DESTIN, Fla. — For months, Lane Kiffin has made a point of speaking his mind. At the SEC’s meetings at the Sandestin Hilton on Tuesday, his fellow coaches finally got their chance to respond.
Of course, no one expected many fireworks — commissioner Mike Slive saw to that — but a healthy dose of tension promised to fill the meeting rooms where the SEC’s 12 football coaches met.
For his part, Kiffin wasn’t worried, saying he figured his counterparts would take a professional approach to the meetings, but the showdown between the first-year Tennessee coach and the rest of the SEC — Florida’s Urban Meyer in particular — was the day’s topic.
“Each of us have a different job for a different university, a different athletic director and a different team,” Kiffin said. “I wouldn’t think there’d be any hard feelings for anybody. I think at the end of the day, everybody understands we all have specific jobs for our university.”
That was the only defense Kiffin raised Tuesday. Since being hired, Kiffin has critiqued his fellow coaches often, with a slight directed at Meyer for supposed cheating on the recruiting trail topping his list of public spats. The cheating charges were soon proven baseless and Kiffin apologized at the time, a gesture he said would likely be the last directed at Meyer. Kiffin said he doesn’t have any relationship with the Florida coach and sees no reason to initiate one, but did joke with reporters that he had requested the two get adjoining rooms at the hotel.
For his part, Slive said he hoped to tone down the rhetoric as the start of fall practices draws closer. While the chirping among coaches has been a hot commodity among media, Slive said his coaches would be well served by toning things down – a message he planned to deliver personally.
“We’ll have some good conversations and talk about the principles that they’ve already adopted and that there are ways of communicating,” Slive said. “We’ll talk about what’s in the best interests of the league long term.”

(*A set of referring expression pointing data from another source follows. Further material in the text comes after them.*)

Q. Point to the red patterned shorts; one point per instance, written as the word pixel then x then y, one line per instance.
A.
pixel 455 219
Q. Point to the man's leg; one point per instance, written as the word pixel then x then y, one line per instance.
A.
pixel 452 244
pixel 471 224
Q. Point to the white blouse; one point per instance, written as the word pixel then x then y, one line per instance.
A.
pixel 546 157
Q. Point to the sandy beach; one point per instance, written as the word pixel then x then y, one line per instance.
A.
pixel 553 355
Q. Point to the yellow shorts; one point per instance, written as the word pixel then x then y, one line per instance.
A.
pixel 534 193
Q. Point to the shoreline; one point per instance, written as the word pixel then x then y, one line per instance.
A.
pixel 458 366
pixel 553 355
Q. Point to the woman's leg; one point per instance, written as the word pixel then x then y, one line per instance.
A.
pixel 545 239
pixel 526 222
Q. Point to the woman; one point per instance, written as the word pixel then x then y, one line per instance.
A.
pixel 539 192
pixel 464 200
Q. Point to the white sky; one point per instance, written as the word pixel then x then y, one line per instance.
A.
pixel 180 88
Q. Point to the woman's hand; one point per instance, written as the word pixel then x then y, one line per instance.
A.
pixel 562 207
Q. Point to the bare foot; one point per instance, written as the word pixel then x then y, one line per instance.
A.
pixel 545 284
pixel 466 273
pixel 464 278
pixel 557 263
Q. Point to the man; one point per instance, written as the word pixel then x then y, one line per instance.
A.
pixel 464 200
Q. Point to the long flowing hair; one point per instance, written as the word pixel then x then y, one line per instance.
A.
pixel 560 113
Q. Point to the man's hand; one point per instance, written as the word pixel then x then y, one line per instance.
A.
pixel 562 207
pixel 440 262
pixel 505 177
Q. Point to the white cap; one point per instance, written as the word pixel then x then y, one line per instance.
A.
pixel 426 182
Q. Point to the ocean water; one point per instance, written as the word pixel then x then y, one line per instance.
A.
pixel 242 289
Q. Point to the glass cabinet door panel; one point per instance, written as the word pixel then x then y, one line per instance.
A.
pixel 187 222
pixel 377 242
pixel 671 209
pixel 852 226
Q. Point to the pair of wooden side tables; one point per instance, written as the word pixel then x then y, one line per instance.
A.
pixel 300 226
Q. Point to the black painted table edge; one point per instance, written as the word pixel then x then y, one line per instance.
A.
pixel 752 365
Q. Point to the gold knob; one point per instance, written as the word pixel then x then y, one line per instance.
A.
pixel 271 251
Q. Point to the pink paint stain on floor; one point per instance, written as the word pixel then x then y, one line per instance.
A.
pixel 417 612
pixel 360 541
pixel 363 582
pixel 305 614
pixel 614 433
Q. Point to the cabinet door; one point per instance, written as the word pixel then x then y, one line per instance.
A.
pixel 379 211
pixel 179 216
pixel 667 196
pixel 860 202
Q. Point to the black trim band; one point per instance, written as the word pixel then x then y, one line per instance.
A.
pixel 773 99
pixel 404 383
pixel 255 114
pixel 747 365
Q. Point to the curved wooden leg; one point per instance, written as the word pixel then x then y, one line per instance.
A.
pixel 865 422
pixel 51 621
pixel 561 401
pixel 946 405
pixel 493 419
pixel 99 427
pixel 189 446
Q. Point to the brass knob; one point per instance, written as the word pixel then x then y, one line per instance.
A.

Meyer seemed to follow that advice, and when the two coaches finally met face to face, there weren’t any fireworks or fisticuffs. The whole thing was pretty anticlimactic — professional, but hardly a meeting of the minds.
“It was a hello, how are you, and we moved on,” Meyer said. “It’s all good.”
While Meyer wasn’t exactly interested in making friends, Georgia’s Mark Richt was a bit more deferential to his fellow coaches and said things weren’t really as bad as they were made out to be in the press.
“I was kind of curious to see how it would go, but it’s been nothing but professional,” Richt said. “There’s a camaraderie in there that I didn’t expect. To me, it’s just a bunch of guys doing a very difficult job. It could get worse than it is, but I think it’s really pretty civil.”
Kiffin said he would remain professional, too, adding that he hasn’t always enjoyed being the bad guy. But when it comes to garnering attention, it was something his school needed, and he was pretty darned good at it.
“Do I love everything I had to do to get us to this point? No. But my job is not to love everything I do,” he said. “My job is to do the best thing for our university and for our people.”